BRAF mutations in GIST may arise de novo or after treatment with tyrosine kinase inhibitors. Up to 13 % of “wild-type” GIST harbor the BRAF exon 15 V600E substitution mutation [78–80]. BRAF-mutant GIST have a slight female predilection, and most often arise in the small bowel. Their biological behavior and clinical course has not been well defined to date, but limited evidence suggests a high risk of malignancy based on risk-stratification criteria [78], with the caveat that BRAF mutations are also present in some micro-GIST with no mitotic activity [79]. BRAF-mutant GIST are typically composed of spindled cells and are morphologically indistinguishable from conventional KIT-mutant GIST [80]. BRAF belongs to the RAF family of serine/threonine protein kinases in the RAS–RAF–ERK signaling pathway, which activates the MAPK pathway and controls cell cycle regulation and cellular response to growth signals. The V600E substitution activates the BRAF kinase domain. Thus, mutated BRAF may act as a primary oncogenic driver event. Moreover, since BRAF is located downstream of KIT, its activation leads to KIT-independent growth. Not surprisingly, BRAF-mutant “wild-type” GIST are resistant to imatinib, and BRAF mutations may contribute to the development of secondary resistance to imatinib in KIT- and PDGFRA-mutant GIST [78]. As a result, detection of this mutation also carries significant treatment implications. There is some evidence showing tumor regression in BRAF-mutant GIST treated with BRAF inhibitors [81].

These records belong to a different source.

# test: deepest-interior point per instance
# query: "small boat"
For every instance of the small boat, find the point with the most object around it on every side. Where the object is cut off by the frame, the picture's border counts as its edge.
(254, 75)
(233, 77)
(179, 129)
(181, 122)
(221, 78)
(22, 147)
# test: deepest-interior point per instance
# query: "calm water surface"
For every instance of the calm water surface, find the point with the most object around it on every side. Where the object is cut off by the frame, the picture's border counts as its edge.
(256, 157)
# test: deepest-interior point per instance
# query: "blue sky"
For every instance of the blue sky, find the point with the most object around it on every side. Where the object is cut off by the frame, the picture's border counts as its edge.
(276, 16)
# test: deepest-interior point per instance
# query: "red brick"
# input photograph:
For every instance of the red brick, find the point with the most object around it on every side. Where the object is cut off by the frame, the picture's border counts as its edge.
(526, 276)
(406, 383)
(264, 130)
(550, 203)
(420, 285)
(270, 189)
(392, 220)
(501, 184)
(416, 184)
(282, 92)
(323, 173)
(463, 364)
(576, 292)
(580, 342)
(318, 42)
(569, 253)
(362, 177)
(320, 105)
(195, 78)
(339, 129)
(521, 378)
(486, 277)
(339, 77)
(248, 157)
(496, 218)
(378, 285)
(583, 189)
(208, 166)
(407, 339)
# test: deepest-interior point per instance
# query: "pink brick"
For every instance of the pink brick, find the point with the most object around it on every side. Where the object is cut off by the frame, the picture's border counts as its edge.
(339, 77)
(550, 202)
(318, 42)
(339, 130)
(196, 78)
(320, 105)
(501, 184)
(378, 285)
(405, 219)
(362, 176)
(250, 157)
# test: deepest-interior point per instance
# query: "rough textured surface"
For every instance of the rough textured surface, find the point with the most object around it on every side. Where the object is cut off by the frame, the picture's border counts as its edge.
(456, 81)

Patients with NF1 have a higher risk of developing GIST than the general population, and tumors usually occur at a younger age compared to cases of sporadic GIST [20, 23, 24]. NF1-associated GIST are “wild-type” and arise most frequently in the small intestine. They are usually small, almost always display a spindled cytomorphology with a low mitotic rate, and have a good prognosis [20]. In the GI tract of patients with NF1, GIST are more common than neurofibromas. Patients with NF1 typically present with multiple primary GIST, often arising in a background of hyperplasia of the interstitial cells of Cajal. The tumors display strong KIT immunoreactivity despite a lack of KIT mutations. The pathogenesis of GIST associated with NF1 remains unknown.